- Born: Frederick Solly August 7, 1801 London, England
- Died: May 13, 1888 (aged 86) Gibraltar
- Resting place: Gibraltar Cemetery
- Education: Harrow School, University of Cambridge (BA 1825, MA 1828)
- Occupation: Lawyer
- Known for: Attorney General of Gibraltar (1866–1877)
- Spouse: Mary Williamson
- Children: 7, including General Sir Frederick Richard Solly-Flood
- Parents: Richard Solly; Frances Flood;

= Frederick Solly-Flood (attorney general) =

Frederick Solly-Flood, QC (7 August 1801 – 13 May 1888) was a British lawyer who became Attorney General of Gibraltar.

== Life and career ==
He was born the son of fishmonger Richard Solly of London and inherited estates in County Wexford, Ireland from his maternal grandfather Sir Frederick Flood, Bt, assuming the additional name of Flood in 1818 by letters patent.
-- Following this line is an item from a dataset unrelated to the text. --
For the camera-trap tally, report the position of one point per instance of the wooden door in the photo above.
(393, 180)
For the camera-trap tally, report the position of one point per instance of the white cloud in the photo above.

He was educated briefly at Harrow School and at Cambridge University, where he was awarded BA in 1825 and MA in 1828. He entered Lincoln's Inn and was called to the bar in 1828, afterwards setting up in legal practice in London and becoming King's Council.

Financial difficulties as a result of gambling forced him to sell his legal practice and accept in 1866 the post of Attorney-General in Gibraltar. During his tenure there the sailing ship Mary Celeste arrived, bearing a three person salvage crew, who claimed the salvage prize. Solly-Flood accused the salvage crew of piracy, claiming they had killed her original crew. In the event the Judge was persuaded to limit the salvage prize to a fraction of its true value. Flood was described by a historian of the Mary Celeste affair as a man "whose arrogance and pomposity were inversely proportional to his IQ" and as "... the sort of man who, once he had made up his mind about something, couldn't be shifted." Solly-Flood held the post of attorney general until 1877.

== Death ==
He died in Gibraltar in 1888 and was buried in Gibraltar Cemetery. He had married Mary Williamson and had seven children, one of whom was General Sir Frederick Richard Solly-Flood K.C.B.